By nature, the raw ECG data is non-stationary; that is, there are low-frequency trends in raw ECG data. Therefore, the first step is to remove the low-frequency component [22]. This process is done by applying Fast Fourier Transform (FFT), removing low-frequencies, and restoring the ECG signal by applying Inverse FFT (IFFT).
The second step is to find the local maxima. To do that, apply windowed filter which detects the maximum in its window only and ignores all other values. Only the significant values of the windowed signal should be preserved. To do this, use threshold filter. In order to refine the result and ensure that all the peaks are detected, adjust the filter window size and repeat filtering.
Using MITDB 100 data, the R-peaks detection and extraction works as expected. The result for R-peaks detection and R-to-R extraction for the first 10 seconds is shown in Figure 2.
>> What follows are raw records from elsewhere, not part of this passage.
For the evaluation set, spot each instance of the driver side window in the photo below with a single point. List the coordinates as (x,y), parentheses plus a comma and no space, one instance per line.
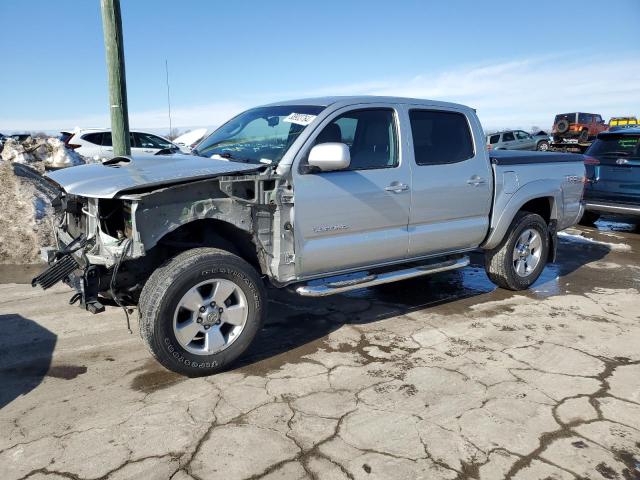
(369,134)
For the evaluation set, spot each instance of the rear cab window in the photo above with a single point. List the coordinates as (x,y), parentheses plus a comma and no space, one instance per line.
(624,146)
(440,137)
(370,135)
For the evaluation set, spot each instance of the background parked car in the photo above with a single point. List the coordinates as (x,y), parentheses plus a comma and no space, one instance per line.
(187,141)
(577,125)
(96,143)
(613,170)
(518,140)
(619,123)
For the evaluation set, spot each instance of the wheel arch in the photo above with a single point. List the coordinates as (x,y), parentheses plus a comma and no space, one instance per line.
(210,232)
(534,197)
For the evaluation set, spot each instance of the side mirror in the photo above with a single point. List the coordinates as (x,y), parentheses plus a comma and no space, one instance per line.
(330,156)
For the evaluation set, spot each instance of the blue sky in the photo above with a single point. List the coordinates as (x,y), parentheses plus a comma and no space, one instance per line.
(518,65)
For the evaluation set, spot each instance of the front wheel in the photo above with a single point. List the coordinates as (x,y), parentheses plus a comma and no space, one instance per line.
(518,261)
(201,311)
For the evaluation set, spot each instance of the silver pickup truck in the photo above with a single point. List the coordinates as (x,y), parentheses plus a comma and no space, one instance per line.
(322,196)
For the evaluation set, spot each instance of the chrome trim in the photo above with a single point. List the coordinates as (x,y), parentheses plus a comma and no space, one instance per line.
(612,208)
(331,288)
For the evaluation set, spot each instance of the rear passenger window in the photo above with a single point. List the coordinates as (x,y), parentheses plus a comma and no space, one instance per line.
(95,138)
(440,137)
(508,137)
(370,136)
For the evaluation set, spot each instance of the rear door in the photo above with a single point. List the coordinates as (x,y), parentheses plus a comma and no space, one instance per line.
(617,178)
(509,141)
(357,217)
(452,183)
(524,141)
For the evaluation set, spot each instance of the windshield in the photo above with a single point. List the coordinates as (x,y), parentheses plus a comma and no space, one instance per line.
(616,145)
(570,117)
(260,135)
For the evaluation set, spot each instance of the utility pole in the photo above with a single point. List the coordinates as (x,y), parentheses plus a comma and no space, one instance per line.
(113,42)
(166,67)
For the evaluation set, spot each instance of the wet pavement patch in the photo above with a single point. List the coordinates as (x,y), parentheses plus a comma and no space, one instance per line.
(154,377)
(66,372)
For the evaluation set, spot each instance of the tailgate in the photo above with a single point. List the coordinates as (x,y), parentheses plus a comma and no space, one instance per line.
(617,177)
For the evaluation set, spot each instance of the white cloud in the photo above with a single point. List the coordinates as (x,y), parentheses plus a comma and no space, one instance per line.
(515,94)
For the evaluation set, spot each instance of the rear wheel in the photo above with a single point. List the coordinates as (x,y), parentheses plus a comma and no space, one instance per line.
(584,136)
(518,261)
(201,311)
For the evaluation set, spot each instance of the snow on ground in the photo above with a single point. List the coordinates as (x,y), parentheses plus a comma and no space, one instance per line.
(47,151)
(25,223)
(619,247)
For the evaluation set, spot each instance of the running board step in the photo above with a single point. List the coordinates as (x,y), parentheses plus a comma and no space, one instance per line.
(345,283)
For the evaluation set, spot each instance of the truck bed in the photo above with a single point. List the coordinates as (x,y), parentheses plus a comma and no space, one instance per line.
(512,157)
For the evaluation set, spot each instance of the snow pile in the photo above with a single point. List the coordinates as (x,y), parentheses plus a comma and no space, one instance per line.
(25,202)
(38,152)
(617,247)
(26,220)
(189,138)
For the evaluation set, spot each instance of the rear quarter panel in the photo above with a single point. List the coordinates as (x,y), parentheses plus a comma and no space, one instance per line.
(562,183)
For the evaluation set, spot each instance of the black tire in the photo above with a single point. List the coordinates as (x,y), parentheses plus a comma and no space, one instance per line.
(165,288)
(589,218)
(562,126)
(499,262)
(584,136)
(543,146)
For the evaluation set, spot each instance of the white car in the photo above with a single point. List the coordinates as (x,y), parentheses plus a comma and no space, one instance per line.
(188,140)
(96,143)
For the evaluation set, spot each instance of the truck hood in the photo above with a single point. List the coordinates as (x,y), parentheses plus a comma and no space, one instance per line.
(122,174)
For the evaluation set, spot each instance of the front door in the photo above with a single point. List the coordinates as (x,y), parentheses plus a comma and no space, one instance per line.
(452,184)
(357,217)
In preprocessing, the signal is required to have no ectopic beats, to be stationary, and to be evenly-sampled. Therefore, there are three subprocedures that needs to be done in this step. In order to have the signal with no ectopic beats, two methods are used: ectopic beats detection based on thresholding and ectopic beats correction based on linear interpolation. In order to have stationary signal, the method of detrending based on smoothness prior approach is used.
In order to have an evenly-sampled signal, the method of resampling based on cubic sampling interpolation is used.
Using MITDB 100 data, the preprocessing method works as expected. The step-by-step procedure of preprocessing is shown in Figure 3.
V. CONCLUSION
Due to the repetitive and patterned nature of HRV analysis for the diagnosis of various diseases, their automation has become increasingly prevalent in our lives. In this paper, a new method was proposed for automated diagnosis of various diseases, as explained in Section 3. The first two steps, which are R-to-R extraction and preprocessing, have been successfully implemented with satisfactory results.
VI. FUTURE WORK
There is still a need to explore in detail various alternatives for statistical analysis methods, feature selection methods, multilabel classification methods, and performance measurement methods. After that, these methods would need to be integrated and implemented to form one large system capable of automated diagnosis of various diseases.